SIPWiki - DiffCutUp

While digging through some of my old manuscripts (intending to publish some otherwise useless articles of fiction here) I discovered two nearly identical revisions of a story. From a cursory reading I was unable to tell which one was written first, so I ran the two files through the UNIX “diff” program, which, as you might expect, spits out the differences between the files. Due to the odd format in which the files were saved, the result was striking. I loaded the diff into a text editor, deleted most of the control characters and over half of the lines (keeping most of them intact), to give my very first cut-up.

W.S. Burroughs (1914-1997), of course, was the inventor of the Cut-Up method (though probably following Brion Gysin), which in turn has proved far more fascinating to computer scientists than it has to literateurs. This is hugely ironic, because Burroughs’s grandfather, William Seward Burroughs (1857-1898) was the inventor of the adding machine, and the founder of the Burroughs Corporation, which like IBM eventually moved into computers.

Burroughs was interested in Cut-Up because he thought he could divine implicit meanings from his writings; he wanted to access his subconscious, or perhaps even the soul of the universe. Computer geeks are interested in Cut-Up because the ability to generate new text algorithmically looks a lot like artificial intelligence. Of course, with Cut-Up the new text still derives most of its meaning and structure from the original, but the principle can be refined to produce text that is even further removed from the training sample (the text or texts used as input to the algorhythm). Some examples:

dadadodo, by Jamie Zawinski. Uses Markov chains to produce a probabilistic description of language. Dadadodo analyzes text and generates rules that look like “chains” follows “Markov” with a probability of 0.9. When new text is generated, if the last word chosen was Markov, dadadodo will follow it by chains.
the Chomskybot, by John Lawler. Somewhat less sophisticated than dadadodo, the Chomskybot constructs sentences from a dictionary of initiating, subject, verbal, and terminating phrases (chosen from Chomksy’s writings, I believe). The effect, however, is actually more believable than dadadodo’s, becuase each phrase is grammatically correct.
and the huge collection of “chatterbots”, of whom the most famous is Eliza. Most of these are based on keyword identification; the appearance of a keyword in the input text (which in this case is what a user types into a the program, as if conversing via IM) causes the program to generate an appropriate response. Some chatterboxes, however, are capable of generating their own rules. Apparently a variant of Alice, a more sophisticated cousin of Eliza, is being used to troll for pedophiles on chat boards.
and this collection of computer-generated writing, which I don’t really have time to comment on at present.
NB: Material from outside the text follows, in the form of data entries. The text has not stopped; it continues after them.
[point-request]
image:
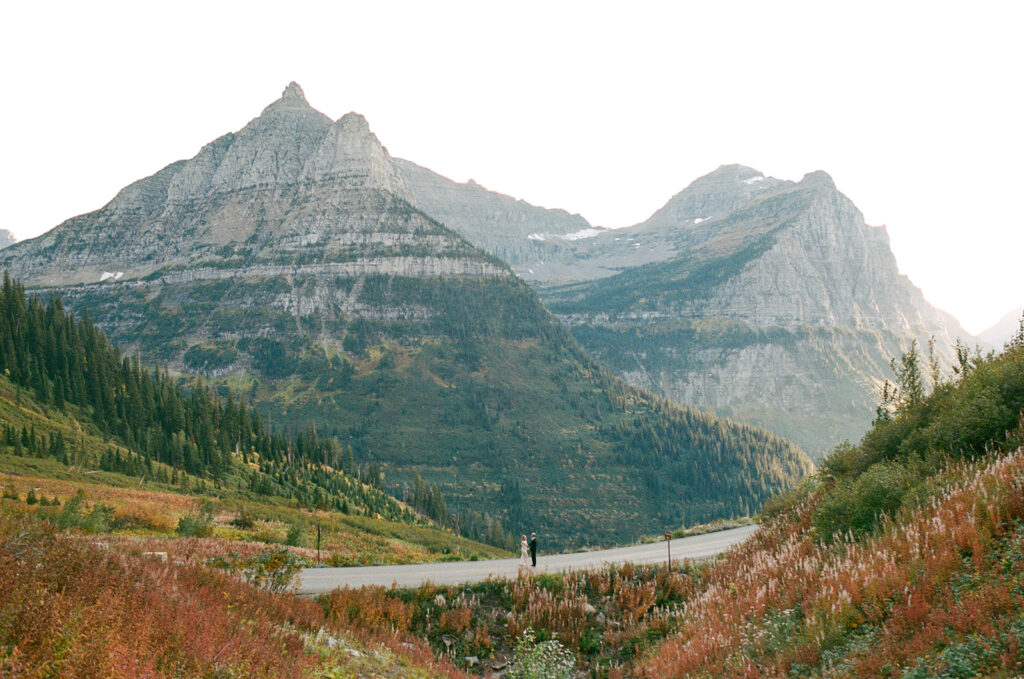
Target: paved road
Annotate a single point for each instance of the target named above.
(317, 581)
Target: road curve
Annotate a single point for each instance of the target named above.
(318, 581)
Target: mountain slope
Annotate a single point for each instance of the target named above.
(287, 261)
(902, 557)
(783, 311)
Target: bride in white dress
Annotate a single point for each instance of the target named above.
(524, 556)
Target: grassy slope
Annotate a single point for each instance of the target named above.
(470, 383)
(71, 608)
(902, 557)
(151, 511)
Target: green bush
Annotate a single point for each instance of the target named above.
(548, 660)
(856, 504)
(296, 536)
(74, 515)
(197, 524)
(275, 570)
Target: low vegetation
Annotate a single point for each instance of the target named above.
(73, 607)
(902, 557)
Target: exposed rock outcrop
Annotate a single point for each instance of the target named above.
(288, 260)
(770, 301)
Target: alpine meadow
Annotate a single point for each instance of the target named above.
(663, 341)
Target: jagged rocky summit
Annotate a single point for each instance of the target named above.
(765, 300)
(289, 261)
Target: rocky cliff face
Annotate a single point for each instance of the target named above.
(536, 242)
(780, 307)
(287, 260)
(770, 301)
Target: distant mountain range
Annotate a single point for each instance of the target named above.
(288, 261)
(1004, 330)
(765, 300)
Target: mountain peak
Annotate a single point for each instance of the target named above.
(353, 121)
(292, 99)
(294, 92)
(818, 177)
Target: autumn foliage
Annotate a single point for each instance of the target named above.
(71, 606)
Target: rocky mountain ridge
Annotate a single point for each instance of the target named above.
(286, 261)
(766, 300)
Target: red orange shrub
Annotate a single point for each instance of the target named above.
(924, 587)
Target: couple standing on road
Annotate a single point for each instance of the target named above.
(527, 553)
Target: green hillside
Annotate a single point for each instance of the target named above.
(489, 398)
(119, 426)
(287, 264)
(902, 556)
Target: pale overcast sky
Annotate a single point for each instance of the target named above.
(602, 109)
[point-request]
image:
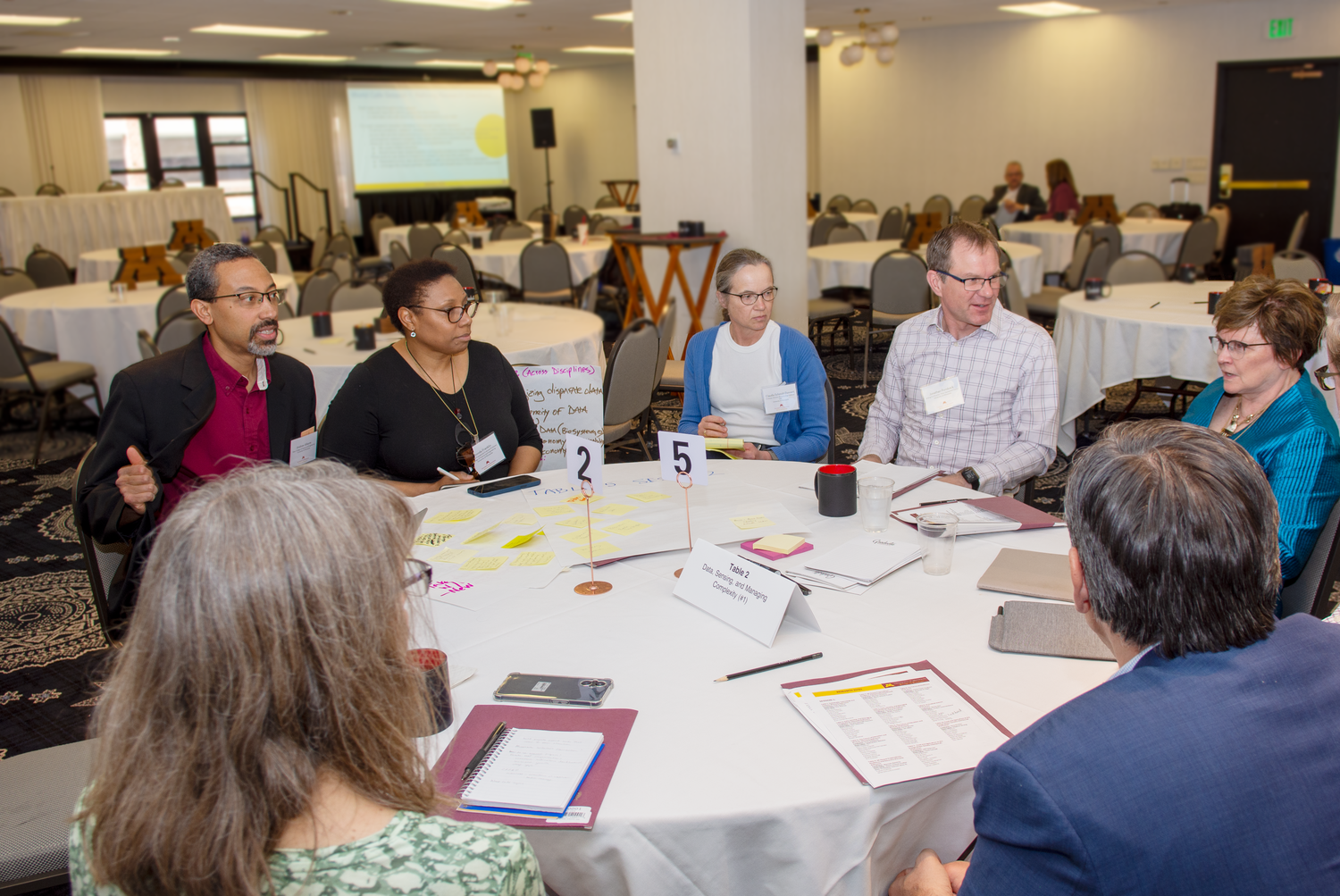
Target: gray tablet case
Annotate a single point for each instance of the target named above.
(1045, 630)
(1031, 574)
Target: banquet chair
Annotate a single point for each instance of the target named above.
(1135, 267)
(351, 295)
(546, 273)
(822, 225)
(458, 259)
(316, 292)
(177, 331)
(45, 380)
(47, 268)
(892, 225)
(898, 292)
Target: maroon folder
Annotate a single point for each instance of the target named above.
(485, 716)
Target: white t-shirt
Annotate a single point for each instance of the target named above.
(739, 377)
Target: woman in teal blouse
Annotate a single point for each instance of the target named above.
(1267, 330)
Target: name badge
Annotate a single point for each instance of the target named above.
(942, 396)
(488, 453)
(780, 398)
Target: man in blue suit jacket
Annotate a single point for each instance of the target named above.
(1210, 761)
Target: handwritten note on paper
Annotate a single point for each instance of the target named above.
(453, 515)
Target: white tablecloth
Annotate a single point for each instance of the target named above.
(724, 788)
(1160, 238)
(847, 264)
(82, 323)
(104, 264)
(80, 222)
(536, 335)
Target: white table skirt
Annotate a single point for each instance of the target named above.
(725, 789)
(1160, 238)
(80, 222)
(104, 264)
(82, 323)
(849, 264)
(536, 335)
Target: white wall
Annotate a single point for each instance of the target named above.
(1107, 93)
(597, 133)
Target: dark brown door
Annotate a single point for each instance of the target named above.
(1276, 126)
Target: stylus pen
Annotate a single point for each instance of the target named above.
(766, 668)
(484, 750)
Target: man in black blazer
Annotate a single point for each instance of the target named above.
(1013, 200)
(197, 412)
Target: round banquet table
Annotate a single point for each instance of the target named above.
(82, 322)
(104, 264)
(1160, 238)
(724, 788)
(535, 335)
(847, 264)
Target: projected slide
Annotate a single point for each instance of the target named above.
(426, 137)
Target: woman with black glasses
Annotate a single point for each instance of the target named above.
(436, 399)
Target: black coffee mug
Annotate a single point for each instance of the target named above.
(835, 486)
(1096, 289)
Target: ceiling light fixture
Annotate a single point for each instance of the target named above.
(1048, 10)
(257, 31)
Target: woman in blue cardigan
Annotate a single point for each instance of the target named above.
(1264, 402)
(752, 378)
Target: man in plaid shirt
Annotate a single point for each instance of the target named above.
(967, 388)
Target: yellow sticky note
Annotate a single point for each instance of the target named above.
(484, 563)
(624, 526)
(453, 555)
(453, 515)
(522, 540)
(779, 544)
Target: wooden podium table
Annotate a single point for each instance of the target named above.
(627, 252)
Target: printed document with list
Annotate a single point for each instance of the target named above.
(898, 724)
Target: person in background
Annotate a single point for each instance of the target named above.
(1206, 764)
(1063, 198)
(257, 730)
(1013, 200)
(433, 399)
(969, 386)
(196, 412)
(752, 378)
(1267, 330)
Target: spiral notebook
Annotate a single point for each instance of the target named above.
(532, 770)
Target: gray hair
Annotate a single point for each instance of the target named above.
(1179, 537)
(201, 279)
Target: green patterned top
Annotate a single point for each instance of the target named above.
(412, 855)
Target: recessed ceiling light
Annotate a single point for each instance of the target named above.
(38, 21)
(294, 56)
(1048, 10)
(115, 51)
(257, 31)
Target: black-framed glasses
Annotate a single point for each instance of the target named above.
(768, 295)
(977, 284)
(1235, 348)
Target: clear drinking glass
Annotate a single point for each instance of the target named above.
(876, 499)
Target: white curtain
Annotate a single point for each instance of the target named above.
(64, 130)
(303, 126)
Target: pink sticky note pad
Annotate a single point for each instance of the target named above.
(774, 555)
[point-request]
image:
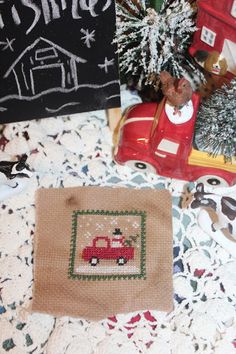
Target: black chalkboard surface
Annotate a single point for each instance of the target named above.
(56, 58)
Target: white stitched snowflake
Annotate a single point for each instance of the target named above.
(88, 37)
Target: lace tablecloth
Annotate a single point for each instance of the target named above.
(76, 151)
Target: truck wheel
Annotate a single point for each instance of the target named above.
(140, 166)
(94, 261)
(121, 261)
(213, 181)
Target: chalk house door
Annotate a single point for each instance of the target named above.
(47, 78)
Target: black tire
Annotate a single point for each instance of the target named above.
(121, 261)
(94, 261)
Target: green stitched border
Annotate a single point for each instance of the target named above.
(141, 275)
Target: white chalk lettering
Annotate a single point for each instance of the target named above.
(15, 15)
(89, 5)
(74, 12)
(52, 10)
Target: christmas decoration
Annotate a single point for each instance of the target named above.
(214, 45)
(150, 41)
(216, 123)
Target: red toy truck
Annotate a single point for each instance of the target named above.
(94, 253)
(152, 138)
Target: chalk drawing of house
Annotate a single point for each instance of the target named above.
(44, 67)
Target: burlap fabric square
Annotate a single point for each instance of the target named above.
(102, 251)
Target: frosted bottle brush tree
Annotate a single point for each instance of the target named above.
(216, 123)
(150, 41)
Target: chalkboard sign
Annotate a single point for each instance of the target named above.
(56, 57)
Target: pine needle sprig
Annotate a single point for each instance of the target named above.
(150, 42)
(216, 123)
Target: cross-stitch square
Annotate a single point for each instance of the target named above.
(102, 251)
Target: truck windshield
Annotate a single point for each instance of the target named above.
(168, 146)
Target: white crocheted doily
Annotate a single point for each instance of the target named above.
(77, 151)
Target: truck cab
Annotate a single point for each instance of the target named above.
(155, 138)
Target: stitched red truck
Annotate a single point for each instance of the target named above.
(94, 253)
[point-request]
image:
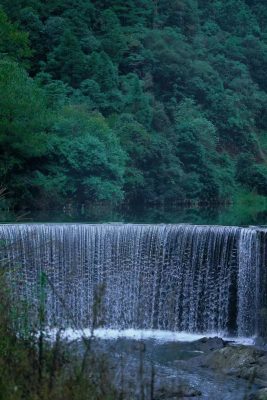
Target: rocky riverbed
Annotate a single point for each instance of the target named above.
(206, 369)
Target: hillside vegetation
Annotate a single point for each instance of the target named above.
(132, 101)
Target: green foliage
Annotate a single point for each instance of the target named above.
(148, 101)
(24, 120)
(33, 368)
(13, 43)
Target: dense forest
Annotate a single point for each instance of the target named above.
(148, 101)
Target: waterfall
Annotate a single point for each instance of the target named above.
(171, 277)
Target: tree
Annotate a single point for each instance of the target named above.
(24, 123)
(13, 43)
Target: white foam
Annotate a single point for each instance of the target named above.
(138, 334)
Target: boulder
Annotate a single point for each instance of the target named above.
(259, 395)
(245, 362)
(209, 344)
(183, 391)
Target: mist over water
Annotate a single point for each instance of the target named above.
(180, 278)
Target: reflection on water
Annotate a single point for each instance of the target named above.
(232, 215)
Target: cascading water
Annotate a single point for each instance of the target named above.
(171, 277)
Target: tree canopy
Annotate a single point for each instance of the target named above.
(137, 101)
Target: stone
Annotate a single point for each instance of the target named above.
(259, 395)
(183, 391)
(209, 344)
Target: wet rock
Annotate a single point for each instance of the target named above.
(209, 344)
(241, 361)
(183, 391)
(259, 395)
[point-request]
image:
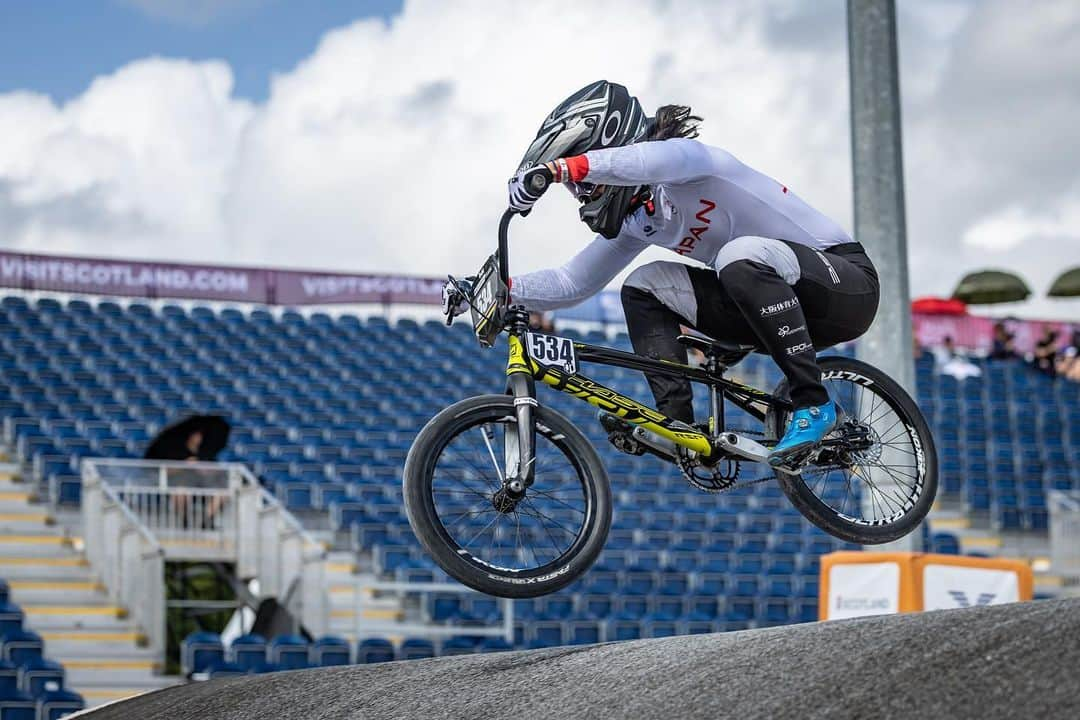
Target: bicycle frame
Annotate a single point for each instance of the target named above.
(523, 371)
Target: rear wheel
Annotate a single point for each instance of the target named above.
(875, 476)
(484, 535)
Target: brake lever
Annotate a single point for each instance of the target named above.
(464, 296)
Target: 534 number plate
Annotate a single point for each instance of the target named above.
(553, 351)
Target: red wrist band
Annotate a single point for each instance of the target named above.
(578, 166)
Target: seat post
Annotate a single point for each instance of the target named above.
(713, 366)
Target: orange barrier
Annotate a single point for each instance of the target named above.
(856, 584)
Now, what all these programs have in common is that they are some mixture of probabilistic rules and deterministic rules. The more probabilistic the program the more flexible it is; dadadodo is almost entirely probabilistic, and it doesn’t care what language you use to train it, or if it’s a language at all. Deterministic rules can be based on grammar (e.g., sentences must contain at least one subject and one verb) or on fixed sets of words (as in the Chomskybot). They tend to produce more grammatically correct text, but at the expense of flexibility.

Anyway, my thought is that perhaps the problem of text generation is still a little too hard. I haven’t seen much advancement since dadadodo came out. Perhaps an easier problem is to get an AI to learn how to revise a text; instead of training it on static pieces of text, use both the text and its subsequent revisions. It might be a faster way to learn grammar, and more similar to human language acquisition, which almost certainly involves taking into account the corrections others make to our mistakes.

last modified: 2004-07-14 23:20:22 -0400